Notes et Sonnets/Aux étudiants de la Société de Zofinge

La bibliothèque libre.


Lorsque j’arrivai à Lausanne pour y commencer un cours, MM. les étudiants de la société dite de Zofingue m’adressèrent un chant de bon accueil et d’hospitalité ; j’y répondis la veille du 1er janvier par la pièce suivante, où il est fait allusion, vers la fin, à la perte récente d’un jeune et bien regrettable poète, qui aurait fait honneur au pays.

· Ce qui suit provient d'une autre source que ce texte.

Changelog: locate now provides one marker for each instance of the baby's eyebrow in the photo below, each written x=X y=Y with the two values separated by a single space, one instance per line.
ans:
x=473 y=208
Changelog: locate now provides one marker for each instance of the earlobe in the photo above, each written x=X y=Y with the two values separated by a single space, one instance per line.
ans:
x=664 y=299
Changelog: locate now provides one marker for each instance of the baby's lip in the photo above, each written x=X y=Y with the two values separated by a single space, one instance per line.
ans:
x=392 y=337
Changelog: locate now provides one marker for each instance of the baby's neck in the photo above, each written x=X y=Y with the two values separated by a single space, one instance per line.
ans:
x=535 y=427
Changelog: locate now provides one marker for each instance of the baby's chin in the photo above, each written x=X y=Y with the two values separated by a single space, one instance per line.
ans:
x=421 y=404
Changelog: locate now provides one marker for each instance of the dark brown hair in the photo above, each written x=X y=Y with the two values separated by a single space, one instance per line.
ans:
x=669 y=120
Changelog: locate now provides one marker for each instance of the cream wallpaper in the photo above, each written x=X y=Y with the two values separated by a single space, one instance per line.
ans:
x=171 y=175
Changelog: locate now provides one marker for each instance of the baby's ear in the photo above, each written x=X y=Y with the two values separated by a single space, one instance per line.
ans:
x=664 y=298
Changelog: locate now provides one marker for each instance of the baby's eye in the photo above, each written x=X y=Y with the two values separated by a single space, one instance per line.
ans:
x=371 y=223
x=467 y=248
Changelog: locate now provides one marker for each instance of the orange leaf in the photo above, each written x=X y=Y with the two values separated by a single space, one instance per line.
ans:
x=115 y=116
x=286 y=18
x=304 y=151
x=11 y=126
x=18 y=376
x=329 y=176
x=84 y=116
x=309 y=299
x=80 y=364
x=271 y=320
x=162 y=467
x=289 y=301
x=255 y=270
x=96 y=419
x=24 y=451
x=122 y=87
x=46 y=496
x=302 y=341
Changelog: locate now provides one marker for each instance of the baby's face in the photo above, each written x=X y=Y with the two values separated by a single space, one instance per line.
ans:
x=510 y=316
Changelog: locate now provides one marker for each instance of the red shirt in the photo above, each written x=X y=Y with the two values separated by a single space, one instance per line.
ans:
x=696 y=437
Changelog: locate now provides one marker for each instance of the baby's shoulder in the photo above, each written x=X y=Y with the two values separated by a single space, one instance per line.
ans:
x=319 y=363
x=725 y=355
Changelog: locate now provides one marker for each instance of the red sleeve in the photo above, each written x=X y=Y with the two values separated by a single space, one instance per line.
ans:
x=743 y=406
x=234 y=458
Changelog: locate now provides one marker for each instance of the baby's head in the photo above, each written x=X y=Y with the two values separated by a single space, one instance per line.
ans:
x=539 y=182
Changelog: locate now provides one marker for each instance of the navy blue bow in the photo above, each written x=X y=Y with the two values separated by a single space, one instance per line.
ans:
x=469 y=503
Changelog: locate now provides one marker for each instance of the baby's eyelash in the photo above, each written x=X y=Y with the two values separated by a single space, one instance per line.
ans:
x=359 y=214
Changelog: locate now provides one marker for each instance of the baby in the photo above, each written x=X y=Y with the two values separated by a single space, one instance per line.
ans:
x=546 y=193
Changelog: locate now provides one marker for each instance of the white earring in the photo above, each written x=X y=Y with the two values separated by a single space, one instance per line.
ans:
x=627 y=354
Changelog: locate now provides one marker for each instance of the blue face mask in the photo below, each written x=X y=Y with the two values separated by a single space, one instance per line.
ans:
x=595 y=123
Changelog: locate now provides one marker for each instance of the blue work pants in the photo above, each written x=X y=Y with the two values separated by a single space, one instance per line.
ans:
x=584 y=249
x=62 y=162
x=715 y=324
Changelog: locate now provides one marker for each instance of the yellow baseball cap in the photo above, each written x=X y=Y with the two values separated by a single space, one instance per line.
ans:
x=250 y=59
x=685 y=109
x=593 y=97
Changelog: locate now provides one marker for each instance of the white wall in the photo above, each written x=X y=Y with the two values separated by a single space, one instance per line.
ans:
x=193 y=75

Pour répondre à vos vers, à vos chants, mes Amis,
Je voulais, plus rassis de ma prose, et remis,
Attendre au moins les hirondelles ;
Je voulais, mais voilà, de mon cœur excité,
Que le chant imprévu de lui-même a chanté
Et vers vous a trouvé des ailes.

Il a chanté, croyant dès l’hiver au printemps,
Tant la neige à vos monts, à vos pics éclatants
Rit en fraîcheurs souvent écloses ;
Tant chaque beau couchant, renouvelant ses jeux,
À tout ce blanc troupeau des hauts taureaux neigeux
Va semant étoiles et roses !

Même aux plus sombres jours, et quand tout se confond,
Quand le lac, les cieux noirs et les monts bleus nous font
Leurs triples lignes plus serrées,
Il est de prompts éclairs partis du divin seuil,
Et pour l’esprit conforme à ce grand cadre en deuil
Il est des heures éclairées.


Tout ce que d’ici l’œil embrasse et va saisir,
Miroir du chaste rêve, horizon du désir,
Autel à vos âmes sereines ;
Là-bas aussi Montreux, si tiède aux plus souffrants,
Et fidèle à son nom ce doux nid de Clarens,
Où l’hiver même a ses haleines ;

Oui, tout !… j’en comprends tout, je les aime, ces lieux ;
J’en recueille en mon cœur l’écho religieux
S’animant à vos voix chéries,
À vos mâles accords d’Helvétie et de ciel !
Car vous gardez en vous, fils de Tell, de Davel[1],
Le culte uni des deux patries.

Oh ! gardez-le toujours, gardez vos unions ;
Tenez l’œil au seul point où nous nous appuyons
Si nous ne voulons que tout tombe.
La mortelle patrie a besoin, pour durer,
D’entrer par sa racine, et par son front d’entrer
En celle que promet la tombe.

Fils au cœur chaste et fort, gardez tous vos saints nœuds,
Ce culte du passé, fécond en jeunes vœux,
Cet amour du lac qui modère,
Cet amour des grands monts qui vous porte, au pied sûr,
Dès le printemps léger, dans la nue et l’azur
D’où vous chantez la belle terre.

Et si quelqu’un de vous, poëte au large espoir[2],
Hardi, l’éclair au front, insoucieux de choir,
S’il tombe, hélas ! au précipice,

Gardez dans votre cœur, au chantre disparu.
Plus sûr que l’autre marbre auquel on avait cru,
Un tombeau qui veille et grandisse.

À ceux, aux nobles voix qu’encor vous possédez,
À ceux dont vous chantez les chants émus, gardez
Amour constant et sans disgrâce ;
Toutes les piétés fidèles à mûrir ;
Et même un souvenir, qui n’aille pas mourir,
À celui qui s’asseoit et passe.

31 décembre 1837.

  1. Le major Davel, patriote et religieux, exécuté en 1723 pour avoir tenté d’affranchir le Pays de Vaud de la domination bernoise.
  2. Frédéric Monneron, jeune poëte qui promettait de prendre un essor élevé ; mort à la fleur de l’âge, dans l’égarement de l’esprit.